Hearthstone’s new formats and the rise of digital scarcity - barney54
http://arstechnica.com/gaming/2016/02/hearthstones-new-formats-and-the-rise-of-digital-scarcity/
======
mbrd
> In Hearthstone, on the other hand, there's no practical reason that Blizzard
> couldn't keep selling its entire line of cards directly for as long as the
> game exists.

There's no _technical_ reason why they can't continue to sell all of the types
of cards however they aren't introducing scarcity for the sake of it, or as
(just) a money grab.

When they design a new card they have to ensure that it fits with the other
cards in the game, tweaking the effects it has so that it isn't too powerful
when combined with existing cards. This becomes increasingly difficult as the
number of cards increases. The "Standard" mode changes announced today make
their job a lot easier as they only have to consider the last 2 years worth of
cards (+ classic + basic cards) when designing new cards.

IMHO this will be a net positive for the game.

------
kartan
The article gets quite short on my expectations. It just notes that
Hearthstone is doing the same things that "Magic: The Gathering" does. And
they notice - I disagree - that is completely different because Magic has to
deal with physical cards while Blizzard has digital ones.

> it's a systemized way of creating enforced scarcity of a theoretically
> limitless digital product through a deliberate, timed process.

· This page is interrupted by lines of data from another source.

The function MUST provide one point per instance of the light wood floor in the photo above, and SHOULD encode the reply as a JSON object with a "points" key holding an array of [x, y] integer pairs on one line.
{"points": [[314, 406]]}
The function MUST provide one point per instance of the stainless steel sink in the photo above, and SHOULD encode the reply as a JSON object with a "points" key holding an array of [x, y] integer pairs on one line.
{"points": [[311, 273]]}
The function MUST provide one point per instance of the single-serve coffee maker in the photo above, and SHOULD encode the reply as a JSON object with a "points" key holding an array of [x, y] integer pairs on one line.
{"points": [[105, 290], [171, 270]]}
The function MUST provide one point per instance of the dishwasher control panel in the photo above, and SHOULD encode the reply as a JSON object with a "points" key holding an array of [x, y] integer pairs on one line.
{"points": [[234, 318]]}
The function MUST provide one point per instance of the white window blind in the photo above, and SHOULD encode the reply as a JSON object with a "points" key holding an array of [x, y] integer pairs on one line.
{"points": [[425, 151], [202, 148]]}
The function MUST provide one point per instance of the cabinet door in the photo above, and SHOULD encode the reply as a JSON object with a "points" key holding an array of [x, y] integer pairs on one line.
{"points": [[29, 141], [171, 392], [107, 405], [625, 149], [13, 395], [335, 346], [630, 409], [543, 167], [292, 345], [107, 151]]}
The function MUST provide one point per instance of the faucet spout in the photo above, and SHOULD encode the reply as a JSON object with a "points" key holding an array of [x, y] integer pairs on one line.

This is the theme that will have make a memorable article. Our economic
systems have been dealing with scarcity for a long time. The increase in
production and reduction of scarcity was one way of measuring an economic
system success. I really would have liked a talk about how for the last
decades we have designed scarcity as an expanding business model and what it
will mean for the future of economy.